De son côté, Doc Martens a augmenté ses profits de 70 % depuis qu’ils ont lancé une ligne en matériau synthétique.
Encore plus radical : Patagonia, Lush, Ben & Jerry’s, et Seventh Generation se sont joints à la grève sur le climat et ont fermé boutique le 20 septembre dernier, en solidarité avec les activistes du climat.
A la même période, en septembre dernier, le Prince Harry lançait Travalyst, avec Booking, Visa, CTip, Trip Advisor et Skyscanner. Le but : «introduire de nouvelles manières de voyager qui protègent les gens et les destinations».
En septembre 2019, Procter & Gamble lançait Activate, un documentaire en six épisodes, en partenariat avec National Geographic, pour "donner de l'inspiration aux activistes dans le monde". Rappelons qu'il y a cinq ans, un Energy drink finançait un documentaire sur la techno. Autres temps, autres mœurs...
2. Transparence
Marion Bernard, Head of Ads Marketing Google France explique que la jeune génération force les entreprises à une transparence totale. Une transparence digne des protestants hollandais, qui ne mettaient pas de rideaux à leurs fenêtres pour que chacun puisse voir la pureté de leur conduite : "60 % des membres de la génération Z (nés entre 1995 et 2005) affirment qu'ils veulent changer le monde. Cette nouvelle génération dispose de tous les outils nécessaires pour obtenir des informations sur les marques avec lesquelles elle interagit. En France, une personne sur six utilise Yuka. Pour se différencier de leurs concurrents en 2020, les marques doivent donc être transparentes et indiquer clairement dans quels domaines elles comptent investir pour continuer à faire bouger les choses dans la société".
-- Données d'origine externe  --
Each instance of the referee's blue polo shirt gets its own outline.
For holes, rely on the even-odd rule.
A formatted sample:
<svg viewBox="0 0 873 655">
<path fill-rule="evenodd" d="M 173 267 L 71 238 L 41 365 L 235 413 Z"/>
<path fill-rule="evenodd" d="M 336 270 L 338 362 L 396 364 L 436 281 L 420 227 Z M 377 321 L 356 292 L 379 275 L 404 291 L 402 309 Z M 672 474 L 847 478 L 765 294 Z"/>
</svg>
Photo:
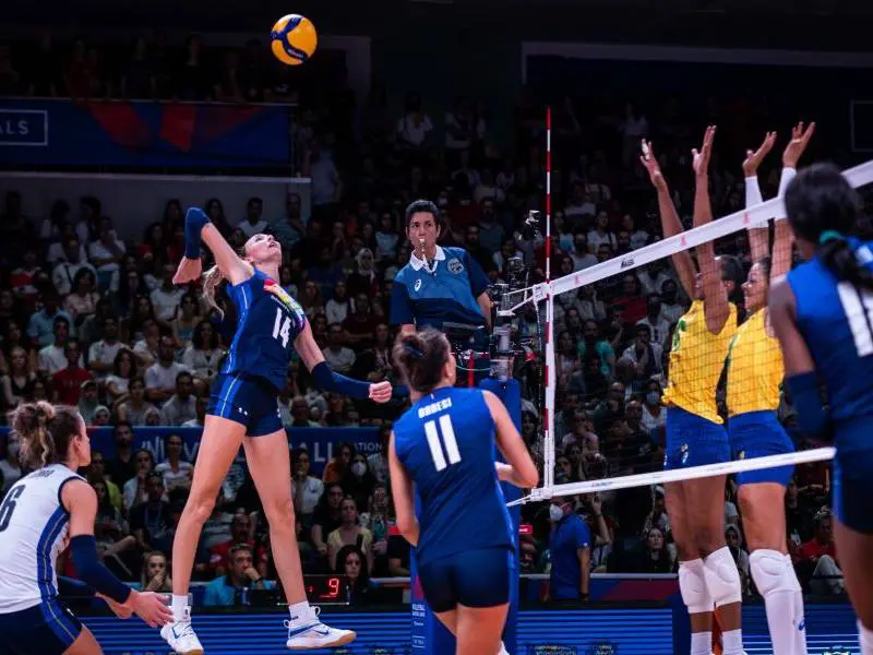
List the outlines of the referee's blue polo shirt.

Pour Molly Logan, co-fondatrice du Think Tank Gen-Z Irregular Labs, citée par JWT, "Les entreprises qui réussiront auprès de cette génération sont celles qui alignent leur activité avec leurs préoccupations, de l'authenticité à l'inclusivité, ou de l'environnement". En avril 2019, Pantene (P&G) lançait SHE (Search Human Equalizer) le premier assistant vocal sans genre, par Virtue. L’outil filtre les résultats pour obtenir des résultats moins biaisés, et distingue les femmes derrière les grandes inventions du monde. La campagne "power to transform" et un partenariat de 1M$ avec The Wing, pour le financement de projets dirigés par des femmes au travers d’un pitch d’investissement.
En bon disciple de Patagonia, la marque de beauté Deceim elle, a fermé ses magasins physiques et en ligne pour le black friday pour lutter contre l’hyper-consumérisme. A la place, elle offrait 23 % de réduction sur tout le mois de novembre, optant pour un slogan plutôt à contre-courant : "Please shop slowly". Les marques assument un rôle social.
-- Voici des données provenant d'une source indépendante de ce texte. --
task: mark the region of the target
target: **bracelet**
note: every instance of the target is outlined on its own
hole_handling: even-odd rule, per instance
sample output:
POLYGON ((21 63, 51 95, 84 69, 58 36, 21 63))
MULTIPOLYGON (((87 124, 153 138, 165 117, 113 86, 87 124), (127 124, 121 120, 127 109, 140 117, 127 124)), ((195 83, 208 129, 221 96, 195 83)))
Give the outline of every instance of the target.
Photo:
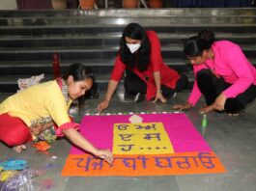
POLYGON ((103 99, 103 101, 107 101, 107 102, 110 102, 110 100, 107 100, 106 98, 103 99))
De son côté, le public veut se sentir respecté et compris. Et pas déçu frustré ou négligé. Thomas Husson, analyste chez Forrester, met en garde les marques contre les dark patterns. Ces designs qui vous manipulent (recensés sur ce compte Twitter), comme cette mention d'Avis "Your car is unprotected" au moment où vous optez pour une assurance sur le site d'Avis. Ou ce "vous pouvez gagner plus" affiché aux chauffeurs d'Uber, quand ils souhaitent aller se reposer...
3. Protection
Selon une enquête de l’American Psychological Association (APA) en avril 2019, 32 % des Américains sont plus inquiets que l’année précédente. Les Millenials sont la génération la plus angoissée jamais recensée par l’APA. Les consommateurs cherchent des produits et services qui leur offrent le confort et la protection du monde qui les entoure.
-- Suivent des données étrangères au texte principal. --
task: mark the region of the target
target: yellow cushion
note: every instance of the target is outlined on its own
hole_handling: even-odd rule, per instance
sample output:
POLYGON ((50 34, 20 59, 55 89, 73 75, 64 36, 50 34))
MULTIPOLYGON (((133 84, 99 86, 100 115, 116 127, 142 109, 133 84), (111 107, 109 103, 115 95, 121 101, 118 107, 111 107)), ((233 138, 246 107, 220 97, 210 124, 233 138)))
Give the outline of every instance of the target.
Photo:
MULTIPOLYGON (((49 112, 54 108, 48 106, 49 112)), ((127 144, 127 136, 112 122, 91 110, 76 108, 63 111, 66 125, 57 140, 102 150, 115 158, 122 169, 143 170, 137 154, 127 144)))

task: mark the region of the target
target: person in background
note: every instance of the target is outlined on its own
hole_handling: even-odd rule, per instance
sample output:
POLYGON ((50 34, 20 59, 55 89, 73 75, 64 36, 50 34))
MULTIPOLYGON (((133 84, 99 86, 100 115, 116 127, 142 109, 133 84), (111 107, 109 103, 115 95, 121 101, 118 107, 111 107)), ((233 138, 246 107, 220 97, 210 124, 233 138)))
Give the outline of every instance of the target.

John Battelle, co-fondateur de Wired et créateur de The Industry standard, insiste sur l'importance de la protection des datas : "La capacité à tracer l'origine, le possesseur, les autorisations et utilisations des data sont des critères fondamentaux pour avancer dans l'économie digitale. En 2020, on va réaliser qu'il y a une montagne de travail à faire pour régler cela". En effet : 150 amendes RGPD ont été distribuées , pour 130M€, dont 50 M€ pour le seul Google...
"Les consommateurs accordent leur confiance aux entreprises donnant le contrôle sur la collecte d'informations, transparentes dans leur utilisation, et ayant une politique forte de privacy ", selon l'étude Salesforce.
2020, ou l’année de reprise de pouvoir du public sur les données personnelles. "Les gens sont plus conscients de leurs droits et exigent une meilleure protection de leurs données" prévient Benoit Grunemwald, expert ESET dans les tendances sur la cybersécurité.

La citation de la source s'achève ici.